Charise Harper wanted to go to art school but her parents told her there was no future in it. She compromised with a major in marketing, figuring the business angle would please her folks and the creative aspects would appeal to her. After graduating she looked for a job—“but not too hard,” she says. When a Chicago band approached her to design two album covers, she found the confidence to assemble a portfolio. Using her marketing background, she developed a list of magazines published in the Chicago area and visited the art directors. Soon she was drawing edgy, raw editorial illustrations with elements of collage for magazines on a freelance basis.

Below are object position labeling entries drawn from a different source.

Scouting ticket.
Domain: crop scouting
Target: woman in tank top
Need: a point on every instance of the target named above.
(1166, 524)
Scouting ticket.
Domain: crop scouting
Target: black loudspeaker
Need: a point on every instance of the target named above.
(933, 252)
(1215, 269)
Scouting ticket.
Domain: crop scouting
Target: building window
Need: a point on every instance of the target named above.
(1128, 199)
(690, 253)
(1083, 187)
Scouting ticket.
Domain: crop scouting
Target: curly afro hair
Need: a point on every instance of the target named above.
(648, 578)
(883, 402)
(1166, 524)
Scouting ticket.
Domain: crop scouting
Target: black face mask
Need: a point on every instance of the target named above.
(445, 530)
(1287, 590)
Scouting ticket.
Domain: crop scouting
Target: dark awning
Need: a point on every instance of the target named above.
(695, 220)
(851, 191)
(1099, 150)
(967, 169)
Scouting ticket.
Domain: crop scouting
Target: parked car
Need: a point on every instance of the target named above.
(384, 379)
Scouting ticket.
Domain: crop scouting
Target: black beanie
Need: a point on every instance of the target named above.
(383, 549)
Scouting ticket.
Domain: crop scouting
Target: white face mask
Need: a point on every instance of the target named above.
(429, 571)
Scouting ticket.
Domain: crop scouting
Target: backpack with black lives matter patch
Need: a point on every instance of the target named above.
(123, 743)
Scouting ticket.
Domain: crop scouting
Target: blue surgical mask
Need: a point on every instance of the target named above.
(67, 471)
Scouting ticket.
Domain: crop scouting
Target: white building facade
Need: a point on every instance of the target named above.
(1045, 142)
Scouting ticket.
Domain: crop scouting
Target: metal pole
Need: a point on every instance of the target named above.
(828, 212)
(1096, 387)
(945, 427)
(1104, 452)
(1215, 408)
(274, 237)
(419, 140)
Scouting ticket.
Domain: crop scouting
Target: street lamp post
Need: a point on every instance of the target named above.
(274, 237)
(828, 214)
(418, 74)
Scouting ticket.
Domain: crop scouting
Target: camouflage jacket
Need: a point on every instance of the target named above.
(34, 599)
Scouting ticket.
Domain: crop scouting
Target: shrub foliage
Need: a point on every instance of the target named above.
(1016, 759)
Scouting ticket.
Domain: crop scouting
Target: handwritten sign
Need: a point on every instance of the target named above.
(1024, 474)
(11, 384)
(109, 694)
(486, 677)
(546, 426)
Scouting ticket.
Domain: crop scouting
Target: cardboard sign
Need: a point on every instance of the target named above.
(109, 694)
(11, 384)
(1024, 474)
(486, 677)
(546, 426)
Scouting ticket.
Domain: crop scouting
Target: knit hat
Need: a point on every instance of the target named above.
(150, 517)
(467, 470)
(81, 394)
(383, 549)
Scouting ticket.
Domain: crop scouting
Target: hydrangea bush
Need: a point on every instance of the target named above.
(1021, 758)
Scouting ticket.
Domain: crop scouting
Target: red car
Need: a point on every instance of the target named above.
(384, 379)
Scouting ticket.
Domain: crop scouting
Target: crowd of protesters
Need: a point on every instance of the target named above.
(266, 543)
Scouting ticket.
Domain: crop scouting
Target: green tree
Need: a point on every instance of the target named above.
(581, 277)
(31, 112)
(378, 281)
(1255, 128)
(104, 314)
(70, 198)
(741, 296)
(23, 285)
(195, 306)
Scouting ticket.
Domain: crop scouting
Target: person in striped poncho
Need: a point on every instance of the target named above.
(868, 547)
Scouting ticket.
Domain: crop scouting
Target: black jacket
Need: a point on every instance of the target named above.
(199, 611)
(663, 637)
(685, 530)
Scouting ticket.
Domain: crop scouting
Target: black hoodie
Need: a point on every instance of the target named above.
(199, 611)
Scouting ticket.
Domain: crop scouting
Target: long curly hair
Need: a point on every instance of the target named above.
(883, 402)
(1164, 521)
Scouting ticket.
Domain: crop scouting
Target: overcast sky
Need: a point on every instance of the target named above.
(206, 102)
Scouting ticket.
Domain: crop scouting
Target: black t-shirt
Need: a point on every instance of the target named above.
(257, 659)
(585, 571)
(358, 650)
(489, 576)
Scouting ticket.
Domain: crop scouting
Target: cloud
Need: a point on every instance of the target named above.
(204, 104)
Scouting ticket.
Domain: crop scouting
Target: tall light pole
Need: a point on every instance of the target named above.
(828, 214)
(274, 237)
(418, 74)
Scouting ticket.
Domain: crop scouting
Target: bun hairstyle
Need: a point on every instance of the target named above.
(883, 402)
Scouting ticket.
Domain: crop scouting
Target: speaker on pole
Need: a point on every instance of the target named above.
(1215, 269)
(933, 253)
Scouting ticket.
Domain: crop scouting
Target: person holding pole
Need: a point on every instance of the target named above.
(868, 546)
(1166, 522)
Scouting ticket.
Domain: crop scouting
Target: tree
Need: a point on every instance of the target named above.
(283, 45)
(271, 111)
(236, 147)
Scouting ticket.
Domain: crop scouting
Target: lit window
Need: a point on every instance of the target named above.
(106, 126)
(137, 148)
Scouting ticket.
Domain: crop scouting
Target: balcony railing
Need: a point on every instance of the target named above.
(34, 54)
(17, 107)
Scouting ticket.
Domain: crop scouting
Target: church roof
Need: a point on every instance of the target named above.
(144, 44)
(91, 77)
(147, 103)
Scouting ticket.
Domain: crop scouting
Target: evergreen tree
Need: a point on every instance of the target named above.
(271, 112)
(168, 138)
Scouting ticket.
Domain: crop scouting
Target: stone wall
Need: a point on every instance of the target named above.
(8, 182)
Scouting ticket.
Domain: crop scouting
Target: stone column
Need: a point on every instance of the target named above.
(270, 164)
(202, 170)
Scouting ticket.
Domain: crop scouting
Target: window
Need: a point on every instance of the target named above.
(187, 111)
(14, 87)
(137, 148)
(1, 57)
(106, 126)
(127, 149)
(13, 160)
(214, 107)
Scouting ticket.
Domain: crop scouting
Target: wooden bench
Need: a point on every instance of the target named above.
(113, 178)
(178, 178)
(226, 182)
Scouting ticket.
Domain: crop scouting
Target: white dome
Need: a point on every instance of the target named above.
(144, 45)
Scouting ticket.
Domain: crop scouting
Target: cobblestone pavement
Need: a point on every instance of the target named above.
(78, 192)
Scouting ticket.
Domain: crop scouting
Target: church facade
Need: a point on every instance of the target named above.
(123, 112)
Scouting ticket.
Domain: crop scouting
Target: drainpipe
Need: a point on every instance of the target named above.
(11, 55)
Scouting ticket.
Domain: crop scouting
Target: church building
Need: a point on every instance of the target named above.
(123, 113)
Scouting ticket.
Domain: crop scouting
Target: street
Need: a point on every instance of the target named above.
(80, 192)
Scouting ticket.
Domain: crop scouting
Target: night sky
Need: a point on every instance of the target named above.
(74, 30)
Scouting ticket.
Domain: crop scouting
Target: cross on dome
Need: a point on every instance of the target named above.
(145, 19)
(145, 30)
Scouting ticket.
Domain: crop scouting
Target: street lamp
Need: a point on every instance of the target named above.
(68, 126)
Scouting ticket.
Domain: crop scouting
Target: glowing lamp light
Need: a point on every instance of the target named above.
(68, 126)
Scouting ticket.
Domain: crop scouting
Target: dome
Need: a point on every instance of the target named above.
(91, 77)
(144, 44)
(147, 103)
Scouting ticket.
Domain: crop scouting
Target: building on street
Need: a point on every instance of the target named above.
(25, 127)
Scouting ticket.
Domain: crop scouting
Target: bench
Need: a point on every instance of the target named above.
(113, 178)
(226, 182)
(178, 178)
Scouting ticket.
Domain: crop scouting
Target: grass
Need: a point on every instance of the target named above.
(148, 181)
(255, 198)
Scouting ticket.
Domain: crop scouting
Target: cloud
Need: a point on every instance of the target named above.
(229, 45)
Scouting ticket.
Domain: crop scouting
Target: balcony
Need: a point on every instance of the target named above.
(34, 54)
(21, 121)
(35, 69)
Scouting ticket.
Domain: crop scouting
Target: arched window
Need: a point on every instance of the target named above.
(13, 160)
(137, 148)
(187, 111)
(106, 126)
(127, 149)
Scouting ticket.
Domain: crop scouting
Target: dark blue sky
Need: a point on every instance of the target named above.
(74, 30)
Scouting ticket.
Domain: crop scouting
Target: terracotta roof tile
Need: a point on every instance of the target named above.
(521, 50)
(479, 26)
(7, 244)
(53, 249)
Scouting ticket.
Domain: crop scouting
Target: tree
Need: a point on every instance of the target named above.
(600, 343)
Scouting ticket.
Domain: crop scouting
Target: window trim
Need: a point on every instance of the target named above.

During this time, Harper began collecting picture books because of the stunning illustrations. “I thought I’d never be able to write a children’s book,” she says, “so I wrote a comic strip.” Once a week for six years, Harper’s comics appeared in alternative newspapers in various cities. “It was a great opportunity to experiment with words and pictures,” she says. An agent expressed interest in selling her comic strips as a book but Harper’s idea pre-dated today’s graphic novel and comics craze. The agent urged her to try children’s books. “The fact that he was an agent gave me the confidence to try,” she says. She submitted several proposals to him and six months later had two contracts for When I Grow Up (Chronicle, 2001) and Imaginative Inventions (Little Brown, 2001).
Harper’s mind moves at warp speed, bouncing from idea to idea, her words barely keeping pace with her train of thought. “I enjoy the process the most,” she says. “Of course I want to see my books in stores, but it’s almost like a letdown at the end. I’ve seen the illustrations. I’ve seen the writing. It was what I was expecting. The ta-da moment for me is putting the proposal together [because] it’s purely me and it’s exhilarating!” As a proposal becomes a book project, Harper enjoys watching her vision come to life as she works with the editor and art director, revising her original idea to become something marketable, but she says, “I never love it as much as that initial feeling.” Harper estimates that approximately 50% of her ideas make it to publication. “Not everything works,” she says. “The first thing I come up with is [usually] only great to me.”
Anecdotes and details from her life and the lives of her two children find their way into her books. For instance, in her Just Grace series of chapter books, Grace is a fantasy composite of Harper’s daughter, Harper herself, and the girl she wishes she had been. “Grace is not an easy child to bring up, but she’s a thinking child,” Harper says. “I like to celebrate the kid that thinks outside the box.” In another example, Harper’s son used to call ketchup, chip up. Harper allows Grace to borrow Chip Up as her pretend dog’s name inJust Grace Walks the Dog. “I don’t keep scrapbooks,” Harper quips, “so I figure at some point I’ll have to go through and highlight everything that’s true in my books!”
There Was A Bold Lady Who Wanted a Star (Little Brown, 2002), written soon after the birth of Harper’s first child, is a tribute to her mother. “I had a sudden appreciation for what it is like to be a mother. I didn’t realize I could love something so much. I would do anything for this tiny thing. I wanted to say thank you and this was the best way I could do it.”
Henry’s Heart, one of Harper’s upcoming books, followed a torturous path to publication. Initially, Harper wanted to mimic a Japanese format she admired that combined comics with photographs of a plush toy re-creation of the main character. As a nonfiction buff, Harper focused on germs and made her own stuffed replicas to photograph. Editors dismissed the idea as too “off-beat” or “weird” (“I get that a lot,” says Harper), so she retrenched and decided to zero in on the facts she learned about the heart during her germ research. Because she had to forego the combination of comics and photographs, she decided to work on this book with an elementary school in her hometown just north of New York City, bringing her manuscript and art studio to the children once a week so they could see how her idea became a published book (visit Henry’s Heart on her website for her weekly blog entries).
Harper’s art style is accessible, colorful and distinctive, yet she likes to experiment with every book she writes and illustrates. Early in her career she promised herself to illustrate every book differently to keep the fun alive. Sometimes she even toys with the idea of asking other artists to illustrate her books so she can focus on the idea process and the writing.
Harper, like all writers and illustrators, creates books that have meaning for her, never knowing with whom her books will resonate. For instance, In The Trouble with Normal she writes about a squirrel that makes the difficult choice to leave his best friend to pursue his passion to become a secret service agent. Recently, a note appeared in her inbox from a woman who had purchased several copies the book over the years for friends, family and co-workers. “It is so beautifully done and brings a smile to anyone’s face who reads it,” she writes. The fan? An intelligence research specialist at the foreign assessment and counter-terrorism branch of the secret service!